Anne Pramaggiore, John Hooker, Michael McClain and Jay Doherty all pleaded not guilty to multiple charges during their arraignment, held via conference call, on Wednesday morning.
All four were each charged with multiple counts of bribery conspiracy, bribery and willfully falsifying ComEd records in an indictment filed last month. The defendants were told Wednesday that the most serious counts in the indictment could carry a penalty of up to 20 years in prison if convicted.
All four remain free on bond, with a status hearing next scheduled in the case for Feb. 16.
Pramaggiore, 62, is the former CEO of ComEd who headed the utility from 2012 to 2018 and later served as an executive at an affiliate of Exelon Corporation, according to the indictment.
Hooker, 71, formerly served as ComEd's executive vice president of legislative and external affairs until 2012. Hooker also worked as an external lobbyist for the company after his departure.
McClain, 73, worked as a lobbyist and a consultant for ComEd and is a longtime friend and confidant of Madigan’s after the two served together in the Illinois House for 10 years beginning in 1972.
Doherty, 67, owned a consulting company that performed services for ComEd from 2011 to 2019, the indictment reads.
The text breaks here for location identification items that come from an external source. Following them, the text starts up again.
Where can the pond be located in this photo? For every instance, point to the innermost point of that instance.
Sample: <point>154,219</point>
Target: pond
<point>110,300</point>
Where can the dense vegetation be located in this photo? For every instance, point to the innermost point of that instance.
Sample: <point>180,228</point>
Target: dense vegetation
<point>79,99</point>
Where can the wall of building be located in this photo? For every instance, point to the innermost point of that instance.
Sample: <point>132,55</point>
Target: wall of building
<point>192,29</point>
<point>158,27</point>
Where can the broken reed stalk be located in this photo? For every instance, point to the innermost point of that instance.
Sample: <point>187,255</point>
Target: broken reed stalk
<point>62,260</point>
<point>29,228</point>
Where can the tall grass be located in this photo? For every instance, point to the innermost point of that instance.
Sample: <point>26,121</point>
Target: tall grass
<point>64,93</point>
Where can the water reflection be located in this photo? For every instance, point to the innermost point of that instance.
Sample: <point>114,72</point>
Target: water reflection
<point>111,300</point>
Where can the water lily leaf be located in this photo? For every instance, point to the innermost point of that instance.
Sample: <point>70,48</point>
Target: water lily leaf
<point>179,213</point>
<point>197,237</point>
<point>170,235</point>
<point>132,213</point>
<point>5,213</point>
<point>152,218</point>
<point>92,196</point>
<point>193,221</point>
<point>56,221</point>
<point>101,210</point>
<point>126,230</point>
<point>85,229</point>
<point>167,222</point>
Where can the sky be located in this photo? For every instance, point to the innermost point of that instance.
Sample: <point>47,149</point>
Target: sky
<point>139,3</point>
He previously served as head of the City Club of Chicago, a nonprofit public affairs forum that often hosts speaking events with prominent business and political leaders in the city and state, before resigning late last year under the cloud of the federal investigation.
Prosecutors say the four defendants attempted to influence and reward “Public Official A” for a period of approximately eight years between 2011 and 2019.
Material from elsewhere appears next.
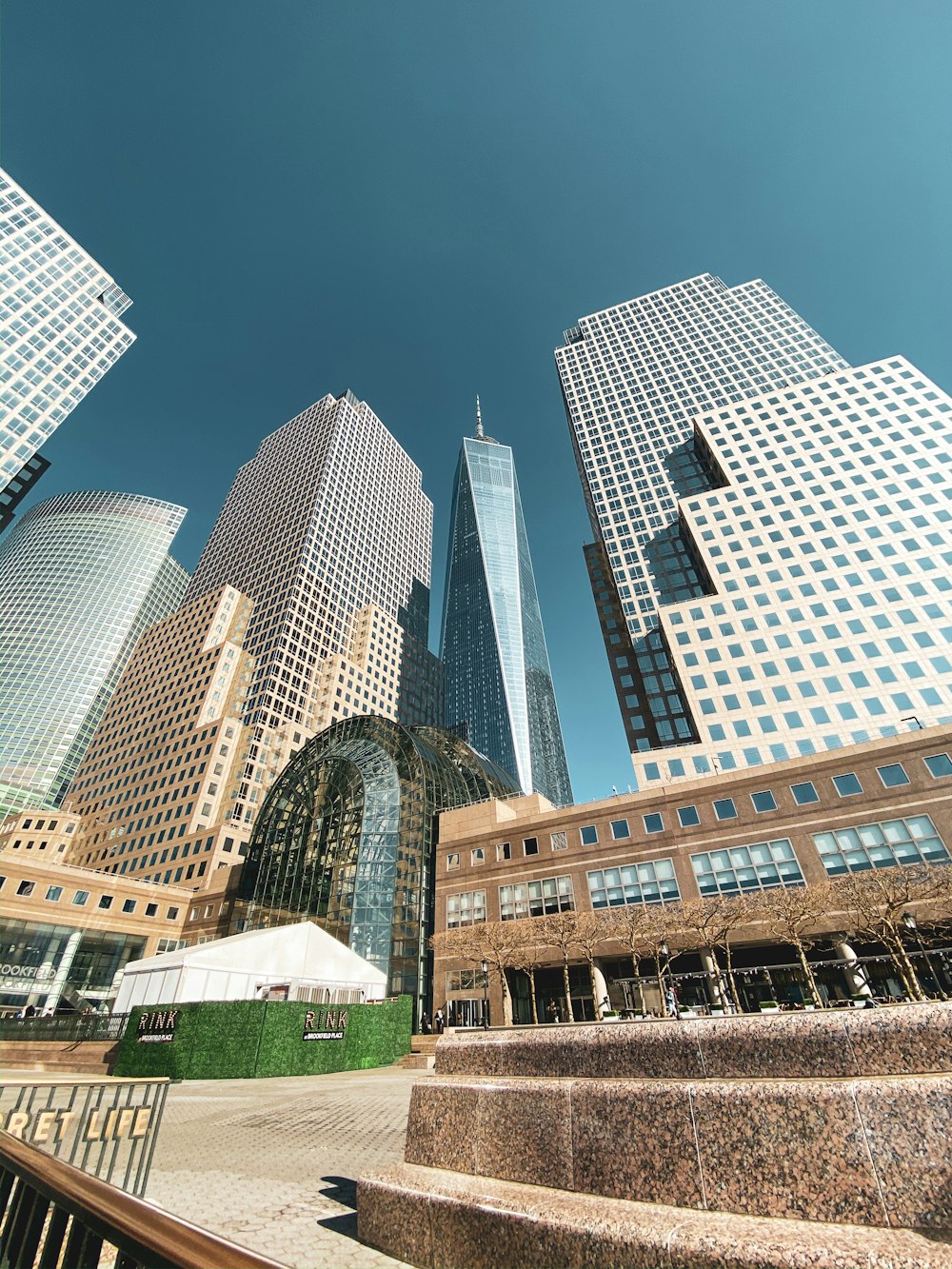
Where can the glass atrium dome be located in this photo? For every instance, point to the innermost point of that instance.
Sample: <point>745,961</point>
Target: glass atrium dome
<point>347,838</point>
The indictment identifies "Public Official A" as the Speaker of the Illinois House of Representatives and Democratic committeman for Chicago's 13th Ward - a description that seemingly only fits Madigan, the longest serving statehouse speaker in the U.S. who also serves as the chair of the Democratic Party of Illinois.
“During that time, ‘Public Official A’ controlled what measures were called for a vote in the Illinois House of Representatives and exerted substantial influence over fellow lawmakers concerning legislation affecting ComEd,” the office of the U.S. Attorney for the Northern District of Illinois said in a statement announcing the charges.
The indictment alleges that the defendants in the case attempted to arrange for jobs and contracts for “Public Official A’s” allies and employees as part of the scheme.
Madigan has not been charged with any criminal wrongdoing and has repeatedly denied any involvement in or knowledge of the alleged behavior of the four charged.
"After a lengthy investigation, the U.S. Attorney’s Office has charged, but of course has not proven, that certain ComEd employees, consultants, and lobbyists allegedly conspired with one another in the hope of somehow influencing me in my official capacity," Madigan said in a statement when the charges were announced. "Let me be clear: if that attempt ever happened, it was never made known to me. If it had been known to me, it would have been profoundly unwelcome. Nothing in either this indictment or in the earlier filings by the U.S. Attorney’s Office alleges otherwise."
"In addition, nothing in this indictment or in the earlier filings alleges that I did anything in my official capacity related to ComEd’s legislative agenda as a result of whatever internal decisions ComEd made or didn’t make," he continued. "Any such allegation would be false. If there was an attempt to influence me in my official capacity, it failed, although knowing most of the people who were charged, I doubt there was any scheme as characterized by the government."
In July, ComEd agreed to pay $200 million as part of a deferred prosecution agreement to resolve a federal criminal investigation into a bribery scheme in which investigators say the utility company admitted to arranging jobs and payments for associates of an elected official, referred to again only as “Public Official A,” for nearly a decade.
The scandal has prompted at least 19 Democrats in the Illinois House to publicly say they would not back Madigan for another term as speaker beginning in January.
That total appears to leave him six votes short of the 60 needed to retain the position he's held for all but two years since 1983, making him the longest serving statehouse speaker in U.S. history. No legislative action can be taken before the election of a speaker, according to the rules of the House.
Madigan said in a statement last month that he planned to remain a candidate for the role, noting that he had "confirmed that I continue to have support from a significant number of House Democratic caucus members."